À l’heure où nous parlons, chacun d’entre nous est considéré comme consentant à être appelé dans le cadre d’une démarche commerciale. Quand le texte s’appliquera, aucun Français n’aura plus le droit d’être contacté sauf s’il a expressément donné son accord. Aujourd’hui, c’est l’entreprise qui peut démarcher le consommateur ; demain, c’est le consommateur qui démarchera l’entreprise.
Élément essentiel, cette loi ne comporte aucune dérogation pour aucun secteur d’activité. Nous le savons, pour qu’une loi soit comprise, pour qu’elle ait une chance d’être efficace, elle doit être simple, claire et précise. C’est le cas.
La date d’entrée en vigueur du texte, en août 2026, paraît lointaine. Comme beaucoup, j’aurais préféré une application dès janvier prochain, mais l’État est tenu par son contrat avec Bloctel. Ce délai permettra aux entreprises concernées de s’adapter et au Gouvernement de prendre les décrets nécessaires pour que nos concitoyens voient la différence dès la mise en application de la loi.
Sur un plan législatif – je le dis humblement, car ce texte est le fruit du travail des rapporteurs et de tous les parlementaires –, il me semble difficile de faire mieux ou d’aller plus loin. Au Gouvernement désormais de prouver sa volonté politique sur ce sujet qui fait consensus. Si l’on s’en donne les moyens, cette proposition de loi permettra d’obtenir des résultats. Les élus du groupe Les Indépendants – République et Territoires voteront ce texte.
Mme Dominique Estrosi Sassone, présidente de la commission des affaires économiques. Très bien !
Mme la présidente. La parole est à Mme la ministre.
Mme Amélie de Montchalin, ministre. Mesdames, messieurs les sénateurs, je souhaite vous apporter quelques précisions.

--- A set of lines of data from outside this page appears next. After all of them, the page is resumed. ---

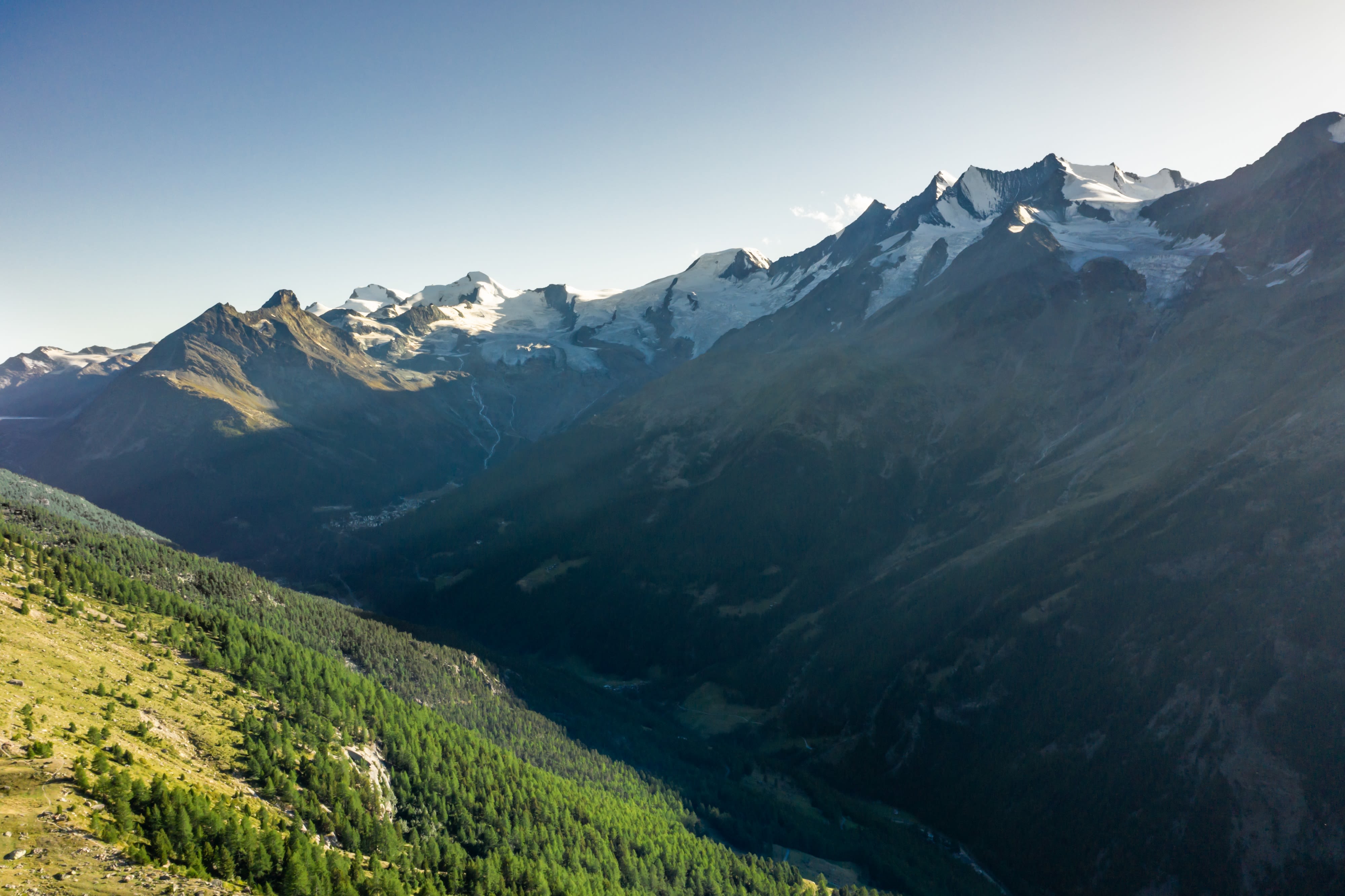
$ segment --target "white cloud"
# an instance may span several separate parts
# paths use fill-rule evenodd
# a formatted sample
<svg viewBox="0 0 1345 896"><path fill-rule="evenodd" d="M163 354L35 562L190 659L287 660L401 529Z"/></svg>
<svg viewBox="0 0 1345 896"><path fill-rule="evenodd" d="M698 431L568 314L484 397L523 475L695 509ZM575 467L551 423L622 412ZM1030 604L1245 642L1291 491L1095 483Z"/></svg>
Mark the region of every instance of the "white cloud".
<svg viewBox="0 0 1345 896"><path fill-rule="evenodd" d="M795 218L812 218L814 221L820 221L826 225L827 230L835 233L845 227L847 223L859 217L859 214L869 207L873 202L873 196L866 196L863 194L845 195L839 203L835 206L835 211L827 214L826 211L807 211L802 206L794 206L790 209Z"/></svg>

Monsieur le sénateur Cabanel, je vous le confirme, le budget de Tracfin a bien augmenté de 1 million d’euros entre 2024 et 2025. Sinon, le Gouvernement ne serait pas cohérent et ne tiendrait que des propos d’estrade sans se donner les moyens d’agir. Le budget de Tracfin est bien en hausse.

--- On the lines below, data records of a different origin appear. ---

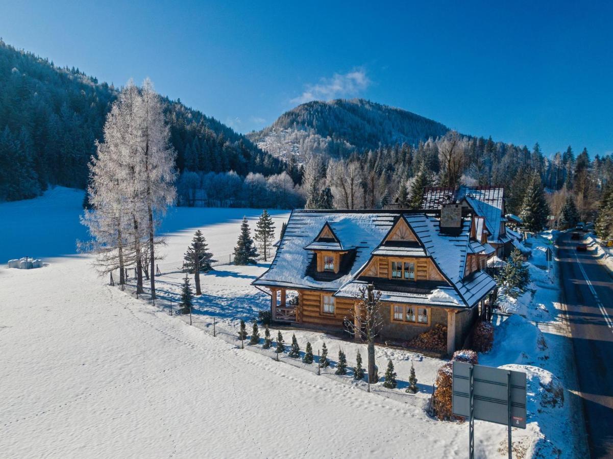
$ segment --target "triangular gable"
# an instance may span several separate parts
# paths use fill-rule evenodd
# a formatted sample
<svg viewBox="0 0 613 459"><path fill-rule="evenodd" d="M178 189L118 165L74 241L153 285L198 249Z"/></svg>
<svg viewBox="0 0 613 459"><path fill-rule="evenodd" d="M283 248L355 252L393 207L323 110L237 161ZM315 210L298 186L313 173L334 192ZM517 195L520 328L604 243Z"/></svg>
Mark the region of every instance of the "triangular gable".
<svg viewBox="0 0 613 459"><path fill-rule="evenodd" d="M416 242L419 245L423 245L421 241L411 228L406 221L405 216L401 216L398 221L392 226L387 234L383 238L381 244L386 242Z"/></svg>
<svg viewBox="0 0 613 459"><path fill-rule="evenodd" d="M324 226L322 227L321 230L319 232L319 233L315 237L314 240L319 241L322 240L329 240L330 239L333 240L335 242L340 243L340 241L338 240L338 238L337 237L337 235L334 233L334 230L332 229L330 224L328 223L328 222L326 222L326 223L324 224Z"/></svg>

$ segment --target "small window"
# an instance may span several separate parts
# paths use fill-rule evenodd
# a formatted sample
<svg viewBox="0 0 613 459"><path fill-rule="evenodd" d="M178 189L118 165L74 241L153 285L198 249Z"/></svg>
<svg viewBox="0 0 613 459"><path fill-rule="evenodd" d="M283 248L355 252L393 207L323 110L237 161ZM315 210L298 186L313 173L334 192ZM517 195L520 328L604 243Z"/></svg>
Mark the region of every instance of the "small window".
<svg viewBox="0 0 613 459"><path fill-rule="evenodd" d="M402 279L402 263L392 262L392 278Z"/></svg>
<svg viewBox="0 0 613 459"><path fill-rule="evenodd" d="M334 271L334 257L329 255L324 257L324 271Z"/></svg>
<svg viewBox="0 0 613 459"><path fill-rule="evenodd" d="M406 317L405 320L407 322L415 322L415 308L413 306L406 306Z"/></svg>
<svg viewBox="0 0 613 459"><path fill-rule="evenodd" d="M323 295L324 313L325 314L334 314L334 297L329 295Z"/></svg>
<svg viewBox="0 0 613 459"><path fill-rule="evenodd" d="M402 321L403 316L403 306L399 305L394 305L394 320Z"/></svg>
<svg viewBox="0 0 613 459"><path fill-rule="evenodd" d="M415 280L415 264L405 262L405 279Z"/></svg>
<svg viewBox="0 0 613 459"><path fill-rule="evenodd" d="M428 309L426 308L417 308L417 322L420 324L428 323Z"/></svg>

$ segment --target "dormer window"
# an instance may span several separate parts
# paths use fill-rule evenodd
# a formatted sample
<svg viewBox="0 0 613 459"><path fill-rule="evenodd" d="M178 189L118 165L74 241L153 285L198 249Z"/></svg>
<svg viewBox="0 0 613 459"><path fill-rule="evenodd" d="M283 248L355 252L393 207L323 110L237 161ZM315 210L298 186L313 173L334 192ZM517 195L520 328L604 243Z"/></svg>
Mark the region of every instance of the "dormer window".
<svg viewBox="0 0 613 459"><path fill-rule="evenodd" d="M334 271L334 257L330 255L324 256L324 271Z"/></svg>
<svg viewBox="0 0 613 459"><path fill-rule="evenodd" d="M415 264L409 262L392 262L392 278L415 280Z"/></svg>

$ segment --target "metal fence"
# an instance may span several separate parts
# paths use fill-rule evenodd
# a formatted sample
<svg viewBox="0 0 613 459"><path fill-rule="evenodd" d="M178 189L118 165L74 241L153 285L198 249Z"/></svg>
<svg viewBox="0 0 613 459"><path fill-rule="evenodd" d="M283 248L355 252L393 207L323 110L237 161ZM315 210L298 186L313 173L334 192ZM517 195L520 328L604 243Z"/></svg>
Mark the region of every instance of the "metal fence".
<svg viewBox="0 0 613 459"><path fill-rule="evenodd" d="M133 284L126 284L125 286L125 292L126 294L134 298L140 297L139 299L146 301L150 305L154 305L154 302L148 300L149 294L145 292L140 295L136 295L135 286ZM274 360L278 360L280 363L291 365L292 366L301 368L306 371L310 371L314 374L317 374L318 371L319 375L323 377L332 379L337 382L352 386L356 389L364 392L370 392L371 393L376 394L381 396L390 398L397 401L416 406L418 408L427 410L429 406L429 401L432 393L433 387L432 386L421 384L418 382L417 386L419 392L416 394L409 393L405 392L405 389L408 387L408 381L397 379L398 386L395 389L390 389L384 387L380 384L369 385L365 381L356 381L353 379L352 370L351 370L355 364L353 362L347 362L347 374L335 374L335 371L337 368L335 360L329 358L329 355L332 355L337 349L329 348L329 358L330 362L330 366L326 368L319 368L318 365L317 351L314 349L313 363L307 364L302 362L302 357L304 355L303 352L300 352L300 358L293 358L289 357L287 352L277 354L275 352L276 343L273 344L273 347L270 349L263 349L262 343L263 339L260 340L258 344L251 345L248 344L248 339L242 341L238 339L238 330L237 328L229 327L226 324L217 322L214 317L209 317L201 314L180 314L179 312L180 305L176 302L172 302L166 298L158 298L154 302L154 306L160 310L166 312L169 315L175 316L178 320L181 320L188 325L202 330L211 336L223 340L226 343L232 346L241 348L243 347L248 352L256 352L262 355L269 357ZM306 346L306 343L302 343L303 347ZM285 343L286 350L289 348L287 343ZM382 369L379 369L379 374L383 373Z"/></svg>

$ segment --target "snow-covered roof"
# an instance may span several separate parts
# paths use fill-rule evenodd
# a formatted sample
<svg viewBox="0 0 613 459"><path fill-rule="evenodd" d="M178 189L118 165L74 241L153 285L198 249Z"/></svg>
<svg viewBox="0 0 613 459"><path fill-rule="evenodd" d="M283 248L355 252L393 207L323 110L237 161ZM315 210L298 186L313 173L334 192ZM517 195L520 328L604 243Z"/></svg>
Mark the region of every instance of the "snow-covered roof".
<svg viewBox="0 0 613 459"><path fill-rule="evenodd" d="M462 185L457 190L449 187L428 187L424 192L422 207L440 209L446 202L460 202L465 199L477 215L485 219L489 242L501 244L509 241L503 240L504 237L500 237L500 224L506 221L504 216L504 188L501 186Z"/></svg>
<svg viewBox="0 0 613 459"><path fill-rule="evenodd" d="M393 224L403 217L419 240L417 243L389 245L384 243ZM341 272L333 279L317 280L307 269L314 256L305 248L316 246L315 238L322 226L327 223L335 238L342 246L354 248L355 260L346 272ZM495 286L494 280L484 272L479 271L464 278L468 253L487 250L479 243L471 241L471 218L465 218L459 232L441 232L436 216L425 213L397 211L330 211L294 210L287 222L283 238L270 268L253 283L254 285L313 288L335 291L336 296L353 297L365 281L358 275L374 256L428 257L447 279L435 286L444 294L431 297L432 285L428 289L411 289L408 284L390 283L381 289L385 301L428 304L433 306L473 306ZM305 241L312 241L305 245ZM489 248L492 248L491 246ZM492 249L493 250L493 249ZM353 253L352 252L351 252ZM311 273L311 275L309 275ZM381 279L381 281L383 282Z"/></svg>

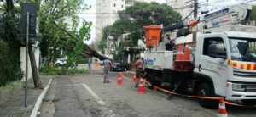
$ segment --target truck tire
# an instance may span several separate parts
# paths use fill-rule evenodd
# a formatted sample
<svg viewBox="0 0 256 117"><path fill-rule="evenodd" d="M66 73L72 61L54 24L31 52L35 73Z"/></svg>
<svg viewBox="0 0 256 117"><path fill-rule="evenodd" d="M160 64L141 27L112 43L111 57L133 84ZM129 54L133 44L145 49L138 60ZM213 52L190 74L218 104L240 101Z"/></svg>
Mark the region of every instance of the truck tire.
<svg viewBox="0 0 256 117"><path fill-rule="evenodd" d="M211 86L207 83L199 84L197 88L197 95L201 97L212 97L213 93ZM208 109L218 108L218 101L211 99L199 99L199 104Z"/></svg>
<svg viewBox="0 0 256 117"><path fill-rule="evenodd" d="M243 104L247 105L247 106L256 105L256 100L248 99L248 100L242 100L241 102Z"/></svg>
<svg viewBox="0 0 256 117"><path fill-rule="evenodd" d="M154 75L148 75L147 81L149 83L149 84L148 83L148 88L153 90L154 85Z"/></svg>

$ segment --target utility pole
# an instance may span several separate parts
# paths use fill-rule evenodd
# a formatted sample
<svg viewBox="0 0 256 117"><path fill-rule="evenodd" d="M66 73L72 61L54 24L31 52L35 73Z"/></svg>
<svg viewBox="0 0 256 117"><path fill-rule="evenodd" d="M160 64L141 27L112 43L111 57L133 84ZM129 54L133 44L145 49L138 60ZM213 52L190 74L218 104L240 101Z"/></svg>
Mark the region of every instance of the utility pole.
<svg viewBox="0 0 256 117"><path fill-rule="evenodd" d="M197 20L197 9L198 9L198 0L194 1L194 19ZM194 29L193 31L193 42L196 41L196 30Z"/></svg>
<svg viewBox="0 0 256 117"><path fill-rule="evenodd" d="M108 55L109 53L109 44L108 44L108 36L109 36L109 31L108 31L108 33L107 33L107 55Z"/></svg>

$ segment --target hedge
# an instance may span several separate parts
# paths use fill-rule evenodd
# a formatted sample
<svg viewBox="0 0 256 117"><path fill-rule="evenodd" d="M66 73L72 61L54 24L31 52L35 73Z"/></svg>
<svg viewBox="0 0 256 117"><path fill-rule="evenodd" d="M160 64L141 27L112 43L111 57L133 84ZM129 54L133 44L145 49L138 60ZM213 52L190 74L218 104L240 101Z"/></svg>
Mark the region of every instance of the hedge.
<svg viewBox="0 0 256 117"><path fill-rule="evenodd" d="M0 86L20 80L20 47L0 40Z"/></svg>

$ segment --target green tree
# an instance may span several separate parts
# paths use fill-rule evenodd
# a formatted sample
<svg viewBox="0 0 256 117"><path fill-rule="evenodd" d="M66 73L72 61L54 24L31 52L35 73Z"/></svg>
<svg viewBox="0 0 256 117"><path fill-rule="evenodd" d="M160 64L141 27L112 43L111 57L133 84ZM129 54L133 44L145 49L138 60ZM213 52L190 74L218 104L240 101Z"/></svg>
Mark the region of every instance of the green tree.
<svg viewBox="0 0 256 117"><path fill-rule="evenodd" d="M252 15L250 20L253 21L256 21L256 6L253 6Z"/></svg>
<svg viewBox="0 0 256 117"><path fill-rule="evenodd" d="M180 14L166 4L140 2L136 2L133 6L126 8L124 11L119 11L119 19L112 25L104 28L102 40L107 38L107 29L108 29L110 35L114 37L115 42L120 35L129 33L130 35L127 37L129 41L126 41L125 47L128 47L130 49L137 44L139 39L143 39L143 26L154 25L166 26L179 21L182 18ZM139 51L142 51L139 49L116 48L131 55L137 54Z"/></svg>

M. Henri Cabanel. Vous avez raison, madame la ministre.
Mme Amélie de Montchalin, ministre. Monsieur le sénateur Grégory Blanc, les inspections générales des ministères ne font que ce qui est permis dans des cadres juridiques préétablis, dont nous n’avons pas changé la nature. Elles peuvent mener des enquêtes pour contrôler des organisations ou des réseaux ou pour alimenter notre propre compréhension des mécanismes.
Laisser penser que nous aurions mis à mal le cadre de protection des données personnelles au travers de ce texte me semble dangereux. N’inquiétons pas les Français en leur faisant croire qu’une inspection générale ministérielle remettrait en question la protection de leur vie privée.
Vous avez aussi évoqué une forme de doute ou de crainte à l’égard de l’article 2 : les préfets pourraient, au prétexte de politiques migratoires, mettre fin à certaines aides sociales. Permettez-moi de rappeler clairement ce dont il est question.
Précédemment, les organismes de protection sociale pouvaient demander aux préfectures de vérifier l’authenticité des pièces d’identité qu’ils recevaient, afin de s’assurer qu’il n’y avait ni faux ni usurpation d’identité. Cette proposition de loi vient inverser la logique, en permettant aux préfectures de signaler aux caisses d’assurance maladie les pièces d’identité frauduleuses de manière proactive, ce qui permet des échanges réciproques.
Mme Nathalie Goulet. Bien sûr !
Mme Amélie de Montchalin, ministre. Il ne s’agit pas de permettre aux préfets de suspendre les aides sociales d’untel ou untel, mais plutôt d’informer l’ensemble des caisses pour que plus personne ne puisse faire usage de pièces d’identité frauduleuses pour percevoir des aides publiques.
Il n’y a pas de ciblage. Lorsque l’on détient une fausse pièce d’identité, il est normal de ne pas avoir accès aux aides publiques. Il n’y a donc pas de remise en cause des politiques sociales sous couvert de politiques migratoires.
Je tiens à le préciser, pour ne pas inquiéter nos honnêtes concitoyens. Si le Gouvernement avait eu de telles intentions – et nous ne les avons pas, j’y insiste –, il ne serait pas passé par une proposition de loi visant à lutter contre les fraudes !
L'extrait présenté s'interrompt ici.